Untuk Undangan Mengundang bulan ini, kami meminta Anda untuk berbagi cerita tentang dapur Anda. Sejauh ini kita telah membaca tentang dapur asrama dan pentingnya batas dapur. Entri hari ini, seperti minggu lalu, adalah pengingat bahwa makanan enak bisa datang dari dapur yang buruk.
Sarah Wortman tinggal di Seattle dan merupakan Direktur Eksekutif Pemasaran untuk NAC | Architecture. Dia blog di MidEast Meets Midwest dan saat ini sedang mengambil kursus pembuatan keju.
Bermain Linoleum Semi-Memuaskan Kami
Oleh Sarah Wortman
Saya dan suami saya pindah setengah jalan di seluruh negeri beberapa waktu lalu dan, sekali lagi, kami menemukan tempat yang luar biasa dengan dapur yang buruk. Sungguh menakjubkan bagi saya bahwa dua orang yang terobsesi secara gastronomi, "satu-satunya-waktu-saya-tidak-memikirkan-makanan-adalah ketika-saya-di bawah-anestesi" orang-orang seperti kita terus mencari tempat tinggal dengan orang-orang kecil, kamar yang tidak memadai untuk persiapan makanan. Yang ini, setidaknya, memiliki jendela.

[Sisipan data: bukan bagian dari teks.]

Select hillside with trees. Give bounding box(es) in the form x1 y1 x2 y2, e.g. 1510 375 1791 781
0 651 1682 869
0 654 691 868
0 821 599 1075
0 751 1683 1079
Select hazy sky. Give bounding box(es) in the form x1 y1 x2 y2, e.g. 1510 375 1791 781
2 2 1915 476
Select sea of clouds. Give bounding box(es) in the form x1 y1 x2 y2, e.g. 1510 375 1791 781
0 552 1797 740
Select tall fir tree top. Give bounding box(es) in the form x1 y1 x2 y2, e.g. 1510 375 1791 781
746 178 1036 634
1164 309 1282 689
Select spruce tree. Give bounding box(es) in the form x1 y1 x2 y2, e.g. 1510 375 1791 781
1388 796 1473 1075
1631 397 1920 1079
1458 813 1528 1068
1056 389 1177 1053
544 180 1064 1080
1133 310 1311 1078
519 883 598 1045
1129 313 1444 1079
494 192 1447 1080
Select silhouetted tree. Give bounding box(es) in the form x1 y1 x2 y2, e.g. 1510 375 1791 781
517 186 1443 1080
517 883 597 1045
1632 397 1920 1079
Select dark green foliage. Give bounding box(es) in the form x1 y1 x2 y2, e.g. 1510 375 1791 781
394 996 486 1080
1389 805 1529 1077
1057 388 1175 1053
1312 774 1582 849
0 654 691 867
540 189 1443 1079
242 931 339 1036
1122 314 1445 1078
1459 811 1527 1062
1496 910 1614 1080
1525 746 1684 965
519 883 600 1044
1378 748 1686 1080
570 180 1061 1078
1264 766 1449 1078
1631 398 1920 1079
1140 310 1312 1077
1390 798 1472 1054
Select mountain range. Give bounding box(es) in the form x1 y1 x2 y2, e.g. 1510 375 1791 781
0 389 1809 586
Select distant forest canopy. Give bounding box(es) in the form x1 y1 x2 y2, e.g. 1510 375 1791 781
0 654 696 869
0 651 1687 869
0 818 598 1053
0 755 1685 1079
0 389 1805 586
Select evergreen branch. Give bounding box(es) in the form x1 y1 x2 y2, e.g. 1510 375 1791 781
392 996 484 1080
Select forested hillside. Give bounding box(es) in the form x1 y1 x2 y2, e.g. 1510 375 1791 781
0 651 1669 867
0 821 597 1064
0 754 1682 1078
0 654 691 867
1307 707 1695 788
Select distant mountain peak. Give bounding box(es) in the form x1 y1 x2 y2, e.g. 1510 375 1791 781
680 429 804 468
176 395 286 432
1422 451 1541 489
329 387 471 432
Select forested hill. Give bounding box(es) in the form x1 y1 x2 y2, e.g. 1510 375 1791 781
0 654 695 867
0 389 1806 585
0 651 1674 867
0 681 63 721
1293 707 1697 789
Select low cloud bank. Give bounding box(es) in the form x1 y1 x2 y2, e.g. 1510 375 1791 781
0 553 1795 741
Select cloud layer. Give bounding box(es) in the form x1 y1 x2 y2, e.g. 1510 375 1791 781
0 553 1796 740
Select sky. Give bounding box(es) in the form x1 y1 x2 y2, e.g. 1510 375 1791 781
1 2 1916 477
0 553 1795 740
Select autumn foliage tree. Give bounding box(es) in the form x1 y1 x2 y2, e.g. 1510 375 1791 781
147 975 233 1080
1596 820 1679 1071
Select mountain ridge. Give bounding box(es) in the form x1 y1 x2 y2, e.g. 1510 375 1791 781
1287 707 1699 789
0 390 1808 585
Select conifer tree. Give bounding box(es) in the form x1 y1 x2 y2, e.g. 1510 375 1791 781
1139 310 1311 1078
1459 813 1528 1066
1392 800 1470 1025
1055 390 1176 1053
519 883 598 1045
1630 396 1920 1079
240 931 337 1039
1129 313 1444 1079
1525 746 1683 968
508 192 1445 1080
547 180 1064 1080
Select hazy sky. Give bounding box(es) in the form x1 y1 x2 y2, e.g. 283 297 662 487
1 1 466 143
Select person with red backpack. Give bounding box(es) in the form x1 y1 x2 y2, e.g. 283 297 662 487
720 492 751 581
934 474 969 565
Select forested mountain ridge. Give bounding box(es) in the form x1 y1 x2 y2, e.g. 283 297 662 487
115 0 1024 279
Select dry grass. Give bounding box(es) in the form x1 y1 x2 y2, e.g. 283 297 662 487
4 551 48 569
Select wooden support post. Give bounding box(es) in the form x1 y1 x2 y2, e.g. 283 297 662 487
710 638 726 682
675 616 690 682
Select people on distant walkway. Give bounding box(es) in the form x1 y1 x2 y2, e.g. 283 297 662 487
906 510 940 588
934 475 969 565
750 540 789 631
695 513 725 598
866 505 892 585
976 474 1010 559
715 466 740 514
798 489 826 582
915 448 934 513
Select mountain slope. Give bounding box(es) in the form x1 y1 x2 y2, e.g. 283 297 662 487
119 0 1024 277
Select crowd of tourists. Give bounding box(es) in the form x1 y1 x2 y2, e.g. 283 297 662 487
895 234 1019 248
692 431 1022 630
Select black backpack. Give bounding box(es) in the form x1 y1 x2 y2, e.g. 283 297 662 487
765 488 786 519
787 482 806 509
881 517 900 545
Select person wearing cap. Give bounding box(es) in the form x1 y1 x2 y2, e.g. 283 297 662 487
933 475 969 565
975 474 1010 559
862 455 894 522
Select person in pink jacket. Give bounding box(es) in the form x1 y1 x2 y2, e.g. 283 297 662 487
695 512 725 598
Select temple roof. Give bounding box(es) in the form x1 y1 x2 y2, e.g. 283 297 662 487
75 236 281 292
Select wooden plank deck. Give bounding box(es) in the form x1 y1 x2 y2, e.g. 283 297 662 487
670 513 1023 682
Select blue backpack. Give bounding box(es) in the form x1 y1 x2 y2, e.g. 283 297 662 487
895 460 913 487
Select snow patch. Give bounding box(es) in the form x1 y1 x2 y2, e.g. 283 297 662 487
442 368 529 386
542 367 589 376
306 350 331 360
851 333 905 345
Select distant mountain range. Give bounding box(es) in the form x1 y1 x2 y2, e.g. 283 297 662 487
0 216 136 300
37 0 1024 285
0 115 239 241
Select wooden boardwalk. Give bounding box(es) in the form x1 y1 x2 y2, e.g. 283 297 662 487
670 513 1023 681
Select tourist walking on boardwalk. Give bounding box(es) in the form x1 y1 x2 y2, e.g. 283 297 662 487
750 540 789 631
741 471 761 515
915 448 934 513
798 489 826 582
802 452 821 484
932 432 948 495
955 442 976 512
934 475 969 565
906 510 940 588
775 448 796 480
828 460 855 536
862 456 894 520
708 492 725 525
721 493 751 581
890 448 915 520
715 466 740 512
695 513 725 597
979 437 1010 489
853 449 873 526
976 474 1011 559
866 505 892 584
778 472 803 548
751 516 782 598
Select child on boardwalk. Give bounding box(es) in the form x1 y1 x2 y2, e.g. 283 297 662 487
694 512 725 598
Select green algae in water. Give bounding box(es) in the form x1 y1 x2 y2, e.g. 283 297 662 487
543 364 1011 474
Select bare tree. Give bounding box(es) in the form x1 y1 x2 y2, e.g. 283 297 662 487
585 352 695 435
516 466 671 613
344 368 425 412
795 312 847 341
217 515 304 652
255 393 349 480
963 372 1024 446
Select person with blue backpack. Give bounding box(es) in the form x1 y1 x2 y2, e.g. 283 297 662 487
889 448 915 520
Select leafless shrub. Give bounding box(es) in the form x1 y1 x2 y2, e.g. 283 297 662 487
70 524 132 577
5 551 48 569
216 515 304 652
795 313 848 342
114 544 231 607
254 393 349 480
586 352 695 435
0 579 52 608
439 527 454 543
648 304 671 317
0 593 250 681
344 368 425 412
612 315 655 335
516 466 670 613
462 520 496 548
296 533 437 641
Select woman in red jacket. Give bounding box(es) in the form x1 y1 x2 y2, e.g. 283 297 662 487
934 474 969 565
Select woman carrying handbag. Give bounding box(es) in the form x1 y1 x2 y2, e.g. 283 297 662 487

Dapur saya saat ini adalah pass-through antik berukuran 6 kaki x 8 kaki. Lemari buatan tangan tahun 1940-an mencicit setiap kali Anda menutupnya, dan wastafel porselen perlu disegerakan. Ini olahraga sekitar empat kaki linier ruang counter dilaminasi beige, backsplash terbuat dari ubin porselen retak dan lantai ubin linoleum, suram, mengupas kuning. Baru-baru ini papan lantai di depan wastafel mulai mencicit setiap kali kita menginjaknya. Kami telah mengubah lemari pakaian di aula depan menjadi dapur dan banyak peralatan masak kami berada di lantai ruang makan. Namun, hal-hal yang paling menggoda, ajaib, dan memulihkan terjadi di ruangan kecil yang aneh itu.
Ruang seukuran lemari ini adalah pusat meditasi virtual bagi saya pada hari Sabtu pagi. Sementara suamiku tidur, aku meletakkan teko teh, lalu tuangkan ragi dan madu ke dalam air hangat di mangkuk mixer stand saya. Lebih dari setengah jam berikutnya, tepung menari-nari di udara seperti debu peri saat aku mengerjakan frustrasi sepekan kerja di atas adonan, dengan sesekali yang terdengar hanyalah suara Food Network di latar belakang. Pada saat-saat seperti itu, ruangan kecil yang kumuh itu adalah sepotong ketenanganku sendiri.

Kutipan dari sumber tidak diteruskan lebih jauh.